Otro dispositivo de nuestros afamados oradores. Las alusiones cromáticas, indeterminadas como son, resultan muy apañadas en los discursos. La favorita ahora es "líneas rojas", así, en plural mejor que en singular para mayor despiste. Vagamente son señales de "hasta aquí hemos llegado" o "de ahí no se puede pasar". No se entiende por qué unas personas o instituciones pueden poner líneas rojas o condiciones. Más entendible es la "luz verde" para indicar que algo se permite o se alienta. Pero seguimos en la inconcreción. Que es de lo que se trata. Todavía más misteriosa es la expresión "negro sobre blanco". Es un retorcimiento para indicar que algo va por escrito. Ya se sabe que "los escritos permanecen", como decían los clásicos. Ahora perduran, aunque sean mensajes escritos en los ordenadores o en otros adminículos telemáticos. Nos parece que los hemos borrado, pero se alojan en una misteriosa nube, que nadie sabe dónde está o en qué consiste. ¡Cuánto se arrepentirán ciertos personajes de haber enviado algunos correos o tuits! Quienes no hemos hecho otra cosa que escribir estamos perdidos. Me quita el sueño la cantidad de artículos míos que deben de estar en la misteriosa nube.

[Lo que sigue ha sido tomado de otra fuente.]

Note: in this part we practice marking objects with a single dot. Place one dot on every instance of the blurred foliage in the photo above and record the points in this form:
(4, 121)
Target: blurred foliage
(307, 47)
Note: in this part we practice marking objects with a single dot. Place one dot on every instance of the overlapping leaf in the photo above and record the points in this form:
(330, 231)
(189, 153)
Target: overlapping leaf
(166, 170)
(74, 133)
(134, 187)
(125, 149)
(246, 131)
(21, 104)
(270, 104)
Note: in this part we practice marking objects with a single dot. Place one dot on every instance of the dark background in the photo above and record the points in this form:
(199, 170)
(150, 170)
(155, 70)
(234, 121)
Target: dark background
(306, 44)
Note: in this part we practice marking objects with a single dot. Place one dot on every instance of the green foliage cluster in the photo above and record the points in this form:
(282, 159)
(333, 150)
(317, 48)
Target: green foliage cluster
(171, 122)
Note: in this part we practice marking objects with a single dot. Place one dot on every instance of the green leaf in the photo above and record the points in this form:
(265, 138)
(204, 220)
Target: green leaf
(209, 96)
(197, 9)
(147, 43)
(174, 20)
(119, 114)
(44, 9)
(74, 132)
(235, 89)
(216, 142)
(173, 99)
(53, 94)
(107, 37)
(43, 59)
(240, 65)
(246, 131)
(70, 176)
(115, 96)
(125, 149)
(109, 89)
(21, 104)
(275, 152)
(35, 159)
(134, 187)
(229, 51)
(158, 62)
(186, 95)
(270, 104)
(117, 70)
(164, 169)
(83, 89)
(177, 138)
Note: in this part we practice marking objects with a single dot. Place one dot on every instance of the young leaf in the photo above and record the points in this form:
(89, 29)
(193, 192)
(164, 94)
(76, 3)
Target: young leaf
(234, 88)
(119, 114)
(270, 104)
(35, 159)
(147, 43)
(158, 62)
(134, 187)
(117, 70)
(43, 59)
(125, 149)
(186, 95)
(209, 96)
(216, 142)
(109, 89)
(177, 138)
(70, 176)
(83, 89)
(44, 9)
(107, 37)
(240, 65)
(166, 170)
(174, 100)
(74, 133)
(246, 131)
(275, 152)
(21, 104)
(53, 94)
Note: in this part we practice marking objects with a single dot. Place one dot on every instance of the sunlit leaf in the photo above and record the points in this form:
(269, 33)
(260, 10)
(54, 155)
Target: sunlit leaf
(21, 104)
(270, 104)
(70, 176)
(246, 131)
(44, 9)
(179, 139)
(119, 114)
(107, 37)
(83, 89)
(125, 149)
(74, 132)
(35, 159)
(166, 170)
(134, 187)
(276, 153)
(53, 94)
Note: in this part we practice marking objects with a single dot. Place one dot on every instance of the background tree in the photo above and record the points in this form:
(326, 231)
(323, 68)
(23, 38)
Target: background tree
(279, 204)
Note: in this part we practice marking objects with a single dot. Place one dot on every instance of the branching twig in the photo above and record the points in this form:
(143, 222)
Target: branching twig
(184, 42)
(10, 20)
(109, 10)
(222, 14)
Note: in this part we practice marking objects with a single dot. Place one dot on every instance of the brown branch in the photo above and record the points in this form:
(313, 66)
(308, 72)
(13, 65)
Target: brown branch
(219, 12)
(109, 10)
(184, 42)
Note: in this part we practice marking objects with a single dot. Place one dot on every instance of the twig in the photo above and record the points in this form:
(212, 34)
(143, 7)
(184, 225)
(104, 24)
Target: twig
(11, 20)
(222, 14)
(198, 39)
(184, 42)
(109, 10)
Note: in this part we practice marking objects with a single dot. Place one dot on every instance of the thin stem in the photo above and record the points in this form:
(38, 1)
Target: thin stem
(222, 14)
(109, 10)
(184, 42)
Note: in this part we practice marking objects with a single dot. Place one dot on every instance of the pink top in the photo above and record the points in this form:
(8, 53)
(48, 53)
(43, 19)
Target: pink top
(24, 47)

El adjetivo insostenible queda muy claro; no tanto el otro polo: sostenible. Basta con aplicarlo a cualquier sustantivo para que quede bendecido con lo óptimo, para que sea indiscutible. Cuando oigamos que una empresa industrial, una explotación agraria, incluso una ciudad, aparecen como "sostenibles", eso significa que van a costar un elevado precio al consumidor o al contribuyente. Casi es lo contrario de lo que intentan transmitir. Por ejemplo, las famosas "desaladoras", modelos de "sostenibilidad", son una ruina fuera de las islas o los portaaviones. Y encima contaminan. ¿Algún periodista podría seguir la pista de las desaladoras que se iban a levantar en la costa mediterránea en tiempos de Zapatero?
Una distorsión parecida se logra con el adjetivo inteligente, cuando no se refiere al cerebro humano. Un artefacto "inteligente" indica que va a ser caro. Se trata de una analogía exagerada, pero la gente la "compra", como ahora se dice. Los automatismos son muy antiguos, pero nuestros mayores no osaron llamarlos "inteligentes"; pasaban simplemente por ingeniosos. El ingenio era el de los inventores.